Sejumlah emiten mendapat berkah penguatan rupiah



JAKARTA. Kebijakan tax amnesty memompa nilai tukar rupiah terhadap dollar Amerika Serikat (AS). Kondisi ini diperkirakan berdampak positif terhadap prospek emiten di pasar modal Indonesia.

Mengacu kurs tengah Bank Indonesia, kemarin, rupiah menguat tipis 0,01% ke Rp 13.086 per dollar AS. Di pasar spot, rupiah juga naik 0,18% menjadi Rp 13.096. Dalam sepekan terakhir, rupiah terangkat 0,65%.

Hans Kwee, Direktur Investa Saran Mandiri, menilai, penguatan rupiah didorong dana asing yang mulai masuk pasca pengesahan Undang-Undang Tax Amnesty. "Dana asing masuk tak hanya ke pasar modal, tapi juga pasar keuangan," kata dia, kemarin.

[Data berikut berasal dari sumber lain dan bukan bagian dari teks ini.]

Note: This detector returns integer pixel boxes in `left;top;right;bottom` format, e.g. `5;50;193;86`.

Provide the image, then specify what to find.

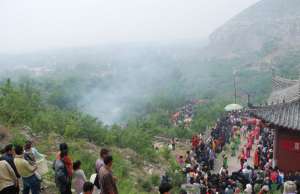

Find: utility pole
233;70;237;104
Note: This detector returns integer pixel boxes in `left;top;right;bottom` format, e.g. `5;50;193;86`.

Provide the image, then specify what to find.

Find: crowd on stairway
0;141;118;194
178;112;300;194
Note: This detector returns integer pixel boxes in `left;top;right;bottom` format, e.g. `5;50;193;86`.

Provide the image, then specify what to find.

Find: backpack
53;160;69;187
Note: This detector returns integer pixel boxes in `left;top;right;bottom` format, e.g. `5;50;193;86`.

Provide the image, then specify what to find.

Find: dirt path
214;134;256;174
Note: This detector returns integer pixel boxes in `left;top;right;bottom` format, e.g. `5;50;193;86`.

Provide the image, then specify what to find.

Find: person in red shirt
253;148;260;168
56;143;73;194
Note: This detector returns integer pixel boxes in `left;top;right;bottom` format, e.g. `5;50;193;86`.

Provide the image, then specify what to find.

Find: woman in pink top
72;160;87;194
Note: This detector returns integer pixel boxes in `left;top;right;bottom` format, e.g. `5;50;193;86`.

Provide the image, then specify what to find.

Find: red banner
279;139;300;153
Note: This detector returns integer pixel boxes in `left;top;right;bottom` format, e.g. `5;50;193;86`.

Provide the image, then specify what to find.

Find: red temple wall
275;129;300;172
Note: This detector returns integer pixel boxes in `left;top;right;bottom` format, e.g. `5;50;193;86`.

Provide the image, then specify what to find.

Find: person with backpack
72;160;87;194
53;143;73;194
94;148;109;190
99;156;118;194
14;145;41;194
0;160;19;194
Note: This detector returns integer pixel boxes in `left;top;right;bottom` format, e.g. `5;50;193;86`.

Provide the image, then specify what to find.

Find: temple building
252;76;300;172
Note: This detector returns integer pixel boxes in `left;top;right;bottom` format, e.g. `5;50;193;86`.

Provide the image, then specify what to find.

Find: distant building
253;76;300;172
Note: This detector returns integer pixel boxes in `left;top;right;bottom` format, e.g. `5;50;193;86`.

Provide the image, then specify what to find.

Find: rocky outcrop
209;0;300;57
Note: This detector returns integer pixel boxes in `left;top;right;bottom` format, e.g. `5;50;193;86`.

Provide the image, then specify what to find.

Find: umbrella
225;104;243;111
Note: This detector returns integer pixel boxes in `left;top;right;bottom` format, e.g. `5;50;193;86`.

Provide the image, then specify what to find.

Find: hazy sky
0;0;259;52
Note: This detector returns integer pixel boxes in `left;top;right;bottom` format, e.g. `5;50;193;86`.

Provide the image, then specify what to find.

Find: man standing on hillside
0;160;19;194
14;146;41;194
99;156;118;194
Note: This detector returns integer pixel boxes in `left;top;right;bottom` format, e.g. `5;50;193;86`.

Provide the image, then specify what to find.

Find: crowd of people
178;112;300;194
171;100;199;128
0;141;118;194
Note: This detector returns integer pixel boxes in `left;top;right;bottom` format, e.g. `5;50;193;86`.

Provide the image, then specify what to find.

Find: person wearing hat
159;182;172;194
244;184;253;194
258;185;269;194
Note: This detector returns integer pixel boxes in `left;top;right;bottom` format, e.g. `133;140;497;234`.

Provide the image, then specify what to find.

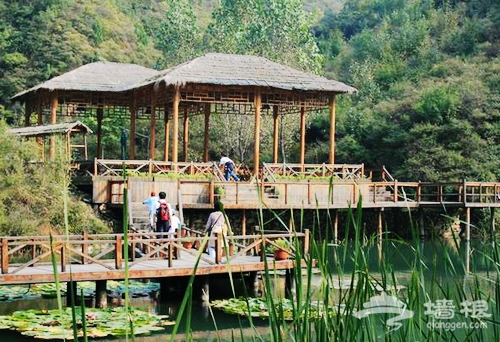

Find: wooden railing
261;163;364;182
179;180;500;208
0;230;309;274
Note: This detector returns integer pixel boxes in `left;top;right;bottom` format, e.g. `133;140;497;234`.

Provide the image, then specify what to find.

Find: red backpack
158;202;170;221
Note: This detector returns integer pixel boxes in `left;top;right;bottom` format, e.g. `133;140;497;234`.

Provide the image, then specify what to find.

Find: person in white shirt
219;152;240;182
142;191;160;230
168;210;181;237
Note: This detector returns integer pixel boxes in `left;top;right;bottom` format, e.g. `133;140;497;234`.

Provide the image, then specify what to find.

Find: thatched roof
12;62;158;99
12;53;357;99
134;53;357;93
8;121;92;137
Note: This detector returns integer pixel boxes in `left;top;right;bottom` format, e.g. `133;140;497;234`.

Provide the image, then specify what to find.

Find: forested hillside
0;0;500;181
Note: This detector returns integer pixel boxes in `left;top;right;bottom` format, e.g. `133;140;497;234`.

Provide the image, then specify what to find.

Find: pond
0;240;500;342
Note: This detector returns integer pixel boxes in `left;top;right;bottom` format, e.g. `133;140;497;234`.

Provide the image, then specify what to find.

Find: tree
156;0;202;68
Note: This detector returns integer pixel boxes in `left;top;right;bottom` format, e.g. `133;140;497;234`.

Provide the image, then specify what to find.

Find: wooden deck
0;231;309;285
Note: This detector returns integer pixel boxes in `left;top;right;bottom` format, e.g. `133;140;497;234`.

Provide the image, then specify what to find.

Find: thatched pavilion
13;53;356;174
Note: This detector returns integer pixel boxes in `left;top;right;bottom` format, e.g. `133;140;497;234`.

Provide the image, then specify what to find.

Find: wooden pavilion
13;53;356;175
9;121;92;162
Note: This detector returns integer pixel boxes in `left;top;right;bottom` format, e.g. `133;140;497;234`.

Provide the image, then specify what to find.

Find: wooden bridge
79;159;500;239
0;229;309;285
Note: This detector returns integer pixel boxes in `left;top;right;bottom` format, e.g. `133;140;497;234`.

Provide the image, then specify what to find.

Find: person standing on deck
219;152;240;182
205;201;228;257
156;191;172;239
142;191;160;230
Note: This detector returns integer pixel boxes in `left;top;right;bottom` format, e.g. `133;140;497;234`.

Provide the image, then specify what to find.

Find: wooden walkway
0;231;309;285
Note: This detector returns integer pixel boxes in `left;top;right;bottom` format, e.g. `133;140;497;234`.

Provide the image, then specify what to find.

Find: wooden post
273;105;279;163
149;87;156;160
377;208;384;240
66;281;78;307
285;268;295;299
328;95;335;164
199;275;210;303
115;235;123;270
490;207;495;239
97;107;104;159
2;238;9;274
203;103;210;163
418;208;425;239
182;107;189;162
333;209;339;243
95;280;108;309
61;242;66;272
241;209;247;235
247;271;259;297
49;90;59;161
304;229;311;255
163;108;170;162
128;91;137;160
253;88;262;178
299;104;306;171
172;86;181;171
465;208;470;241
82;231;89;265
215;234;223;264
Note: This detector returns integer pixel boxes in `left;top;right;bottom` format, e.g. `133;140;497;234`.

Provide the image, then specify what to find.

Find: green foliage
0;122;109;236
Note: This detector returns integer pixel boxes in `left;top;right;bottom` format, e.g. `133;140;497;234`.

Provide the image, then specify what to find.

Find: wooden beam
328;96;335;164
253;88;262;177
182;107;189;162
128;91;137;160
172;86;181;166
273;105;279;163
49;90;59;160
203;103;210;163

Penguatan rupiah juga didorong fundamental ekonomi Indonesia yang semakin membaik. Ini tecermin dari data cadangan devisa Indonesia pada Juni, yang naik menjadi US$ 109,8 miliar dibandingkan bulan sebelumnya, US$ 103,6 miliar. Kemudian neraca perdagangan juga surplus sekitar US$ 900,2 juta.

Menurut Hans, penguatan rupiah akan memberikan keuntungan terhadap banyak emiten yang tercatat di Bursa Efek Indonesia (BEI). Maklum, sebagai besar emiten berbasis impor. Sementara emiten berbasis ekspor, seperti sektor tambang dan komoditas lebih sedikit.

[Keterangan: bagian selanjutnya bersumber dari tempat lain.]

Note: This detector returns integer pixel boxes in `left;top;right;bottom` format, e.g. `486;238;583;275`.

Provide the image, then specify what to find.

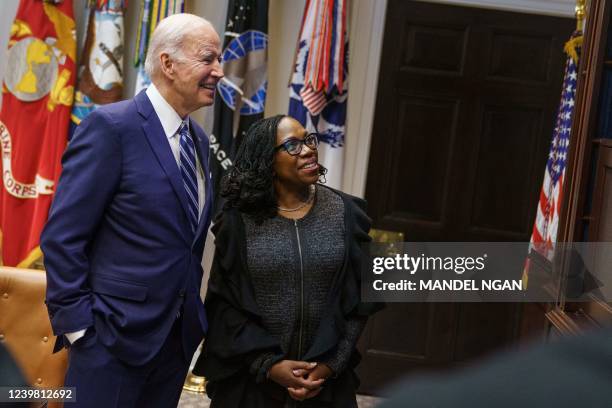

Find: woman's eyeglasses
274;133;319;156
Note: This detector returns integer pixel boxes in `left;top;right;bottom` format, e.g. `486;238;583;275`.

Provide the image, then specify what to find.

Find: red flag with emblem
0;0;76;267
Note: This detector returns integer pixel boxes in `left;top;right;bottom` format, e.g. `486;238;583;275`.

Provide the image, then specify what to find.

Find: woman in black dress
203;115;379;408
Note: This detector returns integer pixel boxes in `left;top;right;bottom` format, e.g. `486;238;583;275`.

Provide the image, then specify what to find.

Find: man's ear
159;52;174;79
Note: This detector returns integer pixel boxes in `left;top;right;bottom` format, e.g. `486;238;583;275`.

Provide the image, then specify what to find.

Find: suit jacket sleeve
41;109;121;335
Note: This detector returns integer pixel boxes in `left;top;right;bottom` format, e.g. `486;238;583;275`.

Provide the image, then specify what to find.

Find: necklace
276;184;316;212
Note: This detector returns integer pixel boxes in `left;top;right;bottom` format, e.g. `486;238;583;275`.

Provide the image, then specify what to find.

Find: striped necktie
179;122;200;233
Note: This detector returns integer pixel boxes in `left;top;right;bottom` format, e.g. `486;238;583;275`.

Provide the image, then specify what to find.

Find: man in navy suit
41;14;223;408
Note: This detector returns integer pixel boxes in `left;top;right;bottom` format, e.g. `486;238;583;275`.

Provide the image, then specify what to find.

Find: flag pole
575;0;586;31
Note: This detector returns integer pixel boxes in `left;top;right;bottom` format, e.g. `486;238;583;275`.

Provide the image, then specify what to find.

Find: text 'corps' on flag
0;0;76;267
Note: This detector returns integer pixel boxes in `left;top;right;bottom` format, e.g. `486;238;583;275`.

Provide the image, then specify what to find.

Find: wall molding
342;0;387;197
418;0;576;17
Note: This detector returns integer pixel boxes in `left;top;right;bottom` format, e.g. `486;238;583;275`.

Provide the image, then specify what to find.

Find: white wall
0;0;575;196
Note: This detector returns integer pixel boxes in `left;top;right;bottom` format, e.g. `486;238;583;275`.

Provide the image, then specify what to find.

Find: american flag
289;0;348;188
523;31;582;281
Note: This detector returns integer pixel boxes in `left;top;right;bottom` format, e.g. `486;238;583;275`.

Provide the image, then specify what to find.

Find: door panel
359;0;574;393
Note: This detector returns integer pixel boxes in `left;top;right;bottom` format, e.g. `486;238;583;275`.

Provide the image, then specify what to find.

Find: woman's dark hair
221;115;327;223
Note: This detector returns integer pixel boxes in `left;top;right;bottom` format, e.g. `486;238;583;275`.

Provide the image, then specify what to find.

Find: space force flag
210;0;268;217
0;0;76;267
289;0;348;188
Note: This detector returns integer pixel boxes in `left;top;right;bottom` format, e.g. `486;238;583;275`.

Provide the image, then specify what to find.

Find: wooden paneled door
359;0;575;394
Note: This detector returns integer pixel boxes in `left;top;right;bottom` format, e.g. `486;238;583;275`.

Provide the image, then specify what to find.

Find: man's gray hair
145;13;212;78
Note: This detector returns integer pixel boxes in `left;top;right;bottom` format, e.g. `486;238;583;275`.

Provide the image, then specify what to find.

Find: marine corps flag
210;0;268;212
0;0;76;267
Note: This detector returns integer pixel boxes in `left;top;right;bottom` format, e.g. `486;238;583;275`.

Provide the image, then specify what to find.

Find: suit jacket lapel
189;118;213;243
136;91;189;230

Selain menguntungkan emiten yang memiliki komponen impor besar, kata Hans, penguatan rupiah akan membawa dampak positif bagi emiten yang memiliki utang valas dalam jumlah besar, seperti PT Alam Sutera Realty Tbk (ASRI) dan PT Garuda Indonesia Tbk (GIAA).

Adapun sektor yang positif dari sisi eksposur impor antara properti, farmasi, pakan ternak dan manufaktur.

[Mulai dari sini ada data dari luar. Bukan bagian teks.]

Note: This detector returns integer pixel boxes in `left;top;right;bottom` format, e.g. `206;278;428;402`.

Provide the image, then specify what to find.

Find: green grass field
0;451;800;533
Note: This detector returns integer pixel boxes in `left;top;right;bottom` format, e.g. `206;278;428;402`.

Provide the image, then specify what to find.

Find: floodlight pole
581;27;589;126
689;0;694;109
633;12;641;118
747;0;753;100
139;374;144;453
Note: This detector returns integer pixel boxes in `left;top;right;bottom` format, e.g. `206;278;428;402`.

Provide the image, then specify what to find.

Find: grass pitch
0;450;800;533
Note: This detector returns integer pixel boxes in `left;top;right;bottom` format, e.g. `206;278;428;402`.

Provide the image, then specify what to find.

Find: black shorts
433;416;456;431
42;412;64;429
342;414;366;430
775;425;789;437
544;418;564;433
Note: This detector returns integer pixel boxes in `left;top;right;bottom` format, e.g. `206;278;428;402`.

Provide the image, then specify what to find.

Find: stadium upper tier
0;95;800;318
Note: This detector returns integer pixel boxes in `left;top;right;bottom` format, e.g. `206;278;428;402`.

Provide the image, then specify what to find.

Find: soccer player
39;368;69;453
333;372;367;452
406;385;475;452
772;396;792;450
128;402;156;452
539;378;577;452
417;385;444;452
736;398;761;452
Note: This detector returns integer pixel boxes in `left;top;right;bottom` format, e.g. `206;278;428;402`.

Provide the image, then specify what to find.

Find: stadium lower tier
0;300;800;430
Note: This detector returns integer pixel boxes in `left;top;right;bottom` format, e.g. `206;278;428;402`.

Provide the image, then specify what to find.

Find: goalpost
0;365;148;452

David Sutyanto, analis First Asia Capital, sepakat. Menurut dia, penguatan rupiah akan berdampak positif ke emiten yang memiliki kebutuhan impor cukup tinggi dan mempunyai utang luar negeri dalam jumlah besar.

David bilang, salah satu emiten yang paling diuntungkan adalah PT Astra International Tbk (ASII). Emiten ini memiliki kebutuhan impor besar untuk menyokong bisnis otomotif. Emiten lain adalah PT Charoen Pokphand Indonesia Tbk (CPIN), yang memiliki kebutuhan impor jagung dalam jumlah besar.

Hans melihat, prospek nilai tukar rupiah ke depan masih cenderung menguat seiring mulai masuknya dana repatriasi sebagai dampak kebijakan tax amnesty. Kondisi ini akan semakin memberikan dampak positif ke pasar saham domestik.

Dia optimistis, hingga akhir tahun nanti Indeks Harga Saham Gabungan (IHSG) akan mencapai level 5.500. kemarin, indeks saham sudah menembus 5.100. Hans menilai, rupiah yang semakin stabil merupakan saat tepat bagi korporasi yang memiliki utang valas untuk melakukan hedging (lindung nilai).